Six months since the interview, Shardul stitched together a combination of determination and skill in that very position, unleashing cuts, drives and pulls with elan. The sweat of his toil in Boisar was reaping benefits in Brisbane.
He hit nine boundaries and two sixes in all, reaching his fifty by walloping Nathan Lyon over long on. Here was a man who wasn’t even in the Test squad to begin with, but continued to visualise that he would end up playing a vital role with the bat one day.
The new ball troubled him briefly, cutting him in half on more than one occasion, but his doggedness couldn’t be defeated. He repeatedly unleashed refined strokeplay against Australia’s pace battery – one shot even drew comparisons to Steve Waugh – along the way to his maiden Test fifty.
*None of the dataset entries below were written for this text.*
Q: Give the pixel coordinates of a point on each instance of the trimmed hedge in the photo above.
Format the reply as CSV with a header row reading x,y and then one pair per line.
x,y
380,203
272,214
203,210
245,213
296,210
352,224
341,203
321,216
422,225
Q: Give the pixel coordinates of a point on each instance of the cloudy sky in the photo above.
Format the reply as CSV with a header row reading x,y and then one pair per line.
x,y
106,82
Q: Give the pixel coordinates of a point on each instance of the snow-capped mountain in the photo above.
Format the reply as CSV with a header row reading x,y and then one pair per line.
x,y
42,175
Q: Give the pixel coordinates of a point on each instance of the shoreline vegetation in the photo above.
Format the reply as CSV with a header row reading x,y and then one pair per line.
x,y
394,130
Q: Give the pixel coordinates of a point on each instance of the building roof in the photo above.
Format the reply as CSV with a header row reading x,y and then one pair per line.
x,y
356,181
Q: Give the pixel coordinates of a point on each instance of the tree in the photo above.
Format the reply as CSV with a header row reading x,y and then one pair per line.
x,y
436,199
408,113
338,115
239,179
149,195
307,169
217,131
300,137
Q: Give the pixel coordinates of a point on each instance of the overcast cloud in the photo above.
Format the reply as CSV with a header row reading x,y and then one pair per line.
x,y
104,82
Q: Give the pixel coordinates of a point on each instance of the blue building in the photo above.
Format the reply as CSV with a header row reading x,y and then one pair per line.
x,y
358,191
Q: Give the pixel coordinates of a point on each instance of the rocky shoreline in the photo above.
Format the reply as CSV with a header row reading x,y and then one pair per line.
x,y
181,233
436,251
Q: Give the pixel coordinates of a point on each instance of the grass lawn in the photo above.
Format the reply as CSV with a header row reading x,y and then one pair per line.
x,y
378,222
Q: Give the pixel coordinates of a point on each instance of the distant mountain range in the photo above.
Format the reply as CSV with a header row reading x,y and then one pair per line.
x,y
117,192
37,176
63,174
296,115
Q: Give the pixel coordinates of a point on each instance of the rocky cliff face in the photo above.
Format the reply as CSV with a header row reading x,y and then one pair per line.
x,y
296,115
The applause from the dressing room after his dismissal highlighted how much the knock meant for India. But at a personal level, it was a big win for a cricketer who has been working hard to enhance his all-round skill-set, and fighting to stay afloat in India’s bowling whirlpool.
Once India’s full-strength attack returns, it would be difficult to find a place for Shardul, and he could end up being thrown into the fringes once again. A determined Shardul has proved that he is out to claw his way back in, one way or another.
Faf du Plessis might be sitting somewhere, marvelling at the remarkable evolution of his CSK teammate from a television set. Thakur, tailender no more.